The total peripheral resistances (TPR) are shown in Fig. 3. There are two alternative representations for the TPR for both the measured and model-estimated resistances. Representation 1 for the measured data uses Eqs. (33) and (34); variation 1 of the model uses Eqs. (33) and (35), while variation 2 for both measured data and the model use equation (36). The TPR is larger for participant A than for participant B for all three trimesters and post-pregnancy. The behaviour is also significantly different between participants; it would be expected that the resistance would decrease between trimesters one and two, and be relatively stable from trimesters two to three, followed by an increase in TPR post-pregnancy (Burbank 2009). Participant A experiences a large decrease in resistance between the first and second trimesters, with an increase in TPR between trimesters two to three, while participant B experiences an increase between trimester one and two, and a further increase to trimester three. Measured and model-estimated TPR was in excellent agreement when using representation 2 (as would be expected as the automated iteration converges for CO, SBP and DBP); the model-estimated TPR using Eq. (33) follows the same trend as that using representation 2, with the main difference between the methods being the estimation of mean arterial pressure. However, representation 1 of the measured data (Eq. 33) follows a slightly different trend for participant 1, showing a decrease in TPR post-pregnancy, while all other estimations show an increase in TPR. The magnitudes of the TPR of all methods are quite similar.
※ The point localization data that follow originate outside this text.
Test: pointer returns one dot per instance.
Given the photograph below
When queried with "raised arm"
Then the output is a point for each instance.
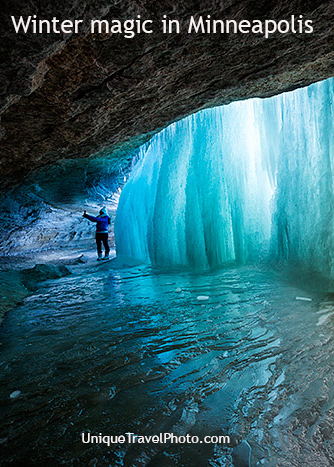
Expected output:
(90, 218)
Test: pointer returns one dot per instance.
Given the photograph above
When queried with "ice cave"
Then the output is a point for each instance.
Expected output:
(214, 317)
(250, 180)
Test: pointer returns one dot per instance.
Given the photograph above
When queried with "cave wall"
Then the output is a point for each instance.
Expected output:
(74, 96)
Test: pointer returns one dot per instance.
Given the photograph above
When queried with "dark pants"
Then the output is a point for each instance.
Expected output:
(102, 237)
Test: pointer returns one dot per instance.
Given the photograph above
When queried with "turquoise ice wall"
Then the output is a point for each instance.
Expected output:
(233, 182)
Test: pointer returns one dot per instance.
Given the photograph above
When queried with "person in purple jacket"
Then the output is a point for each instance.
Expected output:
(102, 222)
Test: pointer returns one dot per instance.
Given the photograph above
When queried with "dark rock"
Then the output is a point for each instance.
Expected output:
(66, 96)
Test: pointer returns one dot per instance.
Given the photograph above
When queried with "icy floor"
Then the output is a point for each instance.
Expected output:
(112, 351)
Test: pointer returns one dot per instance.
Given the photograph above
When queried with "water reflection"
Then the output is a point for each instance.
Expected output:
(118, 350)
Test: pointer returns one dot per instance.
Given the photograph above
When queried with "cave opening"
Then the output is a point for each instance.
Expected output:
(236, 183)
(198, 335)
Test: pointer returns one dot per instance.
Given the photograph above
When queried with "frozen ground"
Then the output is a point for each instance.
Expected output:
(112, 349)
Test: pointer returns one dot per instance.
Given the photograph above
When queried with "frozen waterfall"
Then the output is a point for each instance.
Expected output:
(235, 182)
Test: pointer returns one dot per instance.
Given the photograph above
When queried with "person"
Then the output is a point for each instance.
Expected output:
(102, 222)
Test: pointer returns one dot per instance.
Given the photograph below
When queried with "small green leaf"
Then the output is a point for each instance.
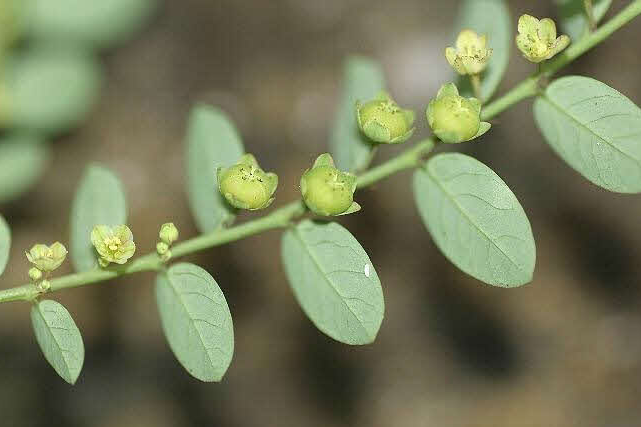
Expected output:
(86, 23)
(212, 142)
(363, 81)
(50, 90)
(99, 200)
(59, 339)
(475, 220)
(5, 243)
(490, 17)
(196, 320)
(595, 129)
(334, 281)
(574, 21)
(23, 159)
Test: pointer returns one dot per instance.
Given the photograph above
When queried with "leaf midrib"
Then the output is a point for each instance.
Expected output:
(326, 279)
(559, 108)
(60, 349)
(469, 219)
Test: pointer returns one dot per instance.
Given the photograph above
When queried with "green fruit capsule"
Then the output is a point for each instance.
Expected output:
(326, 190)
(246, 186)
(453, 118)
(383, 121)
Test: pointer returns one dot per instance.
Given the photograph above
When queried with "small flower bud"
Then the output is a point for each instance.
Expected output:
(168, 233)
(453, 118)
(328, 191)
(383, 121)
(471, 54)
(35, 274)
(113, 244)
(47, 258)
(537, 39)
(44, 286)
(246, 186)
(166, 256)
(162, 248)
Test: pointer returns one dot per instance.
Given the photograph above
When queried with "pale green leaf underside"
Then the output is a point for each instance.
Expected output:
(212, 142)
(51, 89)
(363, 80)
(490, 17)
(475, 220)
(574, 21)
(99, 200)
(5, 243)
(595, 129)
(22, 161)
(196, 320)
(59, 339)
(334, 281)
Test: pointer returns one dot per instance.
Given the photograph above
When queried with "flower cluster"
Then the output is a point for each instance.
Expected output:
(113, 244)
(537, 39)
(246, 186)
(471, 54)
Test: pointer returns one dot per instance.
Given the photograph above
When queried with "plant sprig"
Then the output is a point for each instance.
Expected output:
(188, 295)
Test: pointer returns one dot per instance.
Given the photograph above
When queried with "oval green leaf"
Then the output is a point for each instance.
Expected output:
(58, 338)
(574, 20)
(86, 23)
(334, 281)
(23, 159)
(99, 200)
(490, 17)
(595, 129)
(475, 220)
(212, 142)
(5, 243)
(363, 80)
(196, 320)
(50, 90)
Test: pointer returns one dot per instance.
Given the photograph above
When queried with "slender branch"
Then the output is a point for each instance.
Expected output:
(283, 216)
(589, 12)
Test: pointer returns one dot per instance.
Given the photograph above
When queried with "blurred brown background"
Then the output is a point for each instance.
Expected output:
(563, 351)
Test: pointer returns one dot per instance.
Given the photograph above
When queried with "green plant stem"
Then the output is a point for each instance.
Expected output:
(530, 86)
(589, 12)
(283, 216)
(475, 80)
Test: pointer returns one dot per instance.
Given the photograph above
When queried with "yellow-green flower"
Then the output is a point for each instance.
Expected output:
(35, 274)
(113, 244)
(246, 186)
(453, 118)
(383, 121)
(47, 258)
(168, 233)
(328, 191)
(471, 54)
(537, 39)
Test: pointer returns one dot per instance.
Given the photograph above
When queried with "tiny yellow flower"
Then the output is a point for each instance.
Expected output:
(453, 118)
(35, 274)
(113, 244)
(383, 121)
(47, 258)
(246, 186)
(471, 54)
(537, 39)
(168, 233)
(328, 191)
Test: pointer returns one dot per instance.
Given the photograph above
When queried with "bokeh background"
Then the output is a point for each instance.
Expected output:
(562, 351)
The results up to this point have essentially compared the model (and its automated parameter adaptation), with the measured data. Hence, it has mainly showed the effectiveness of the model’s parameter estimation and iteration. However, the remainder of the results presented use the novel, model-predicted solutions to provide additional insight.
Table 7

Model sensitivity to initial pressures

Parameter

MAPE

Aortic pressure

0.0701

Aortic flow

0.0677

Left brachial artery pressure

0.0675

Left brachial artery flow

0.0202

Left uterine artery pressure

0.0015

Left uterine artery flow

0.1557

Left communicating artery pressure

0.0592

Left communicating artery flow

0.1879

Case comparison uses two simulations for participant B during the third trimester, where one simulation has increased initial 1D pressures by 10%. Mean absolute percentage errors (MAPE) are shown for the centre of the respective vessels

3.2 Pulse wave velocity and pulsatility index

Figure 4c shows the pulse wave velocity (PWV) in the ascending aorta, estimated using Eq. (31). The model-predicted PWV for participant B follows the expected general trends as described by Oyama-Kato et al. (2006).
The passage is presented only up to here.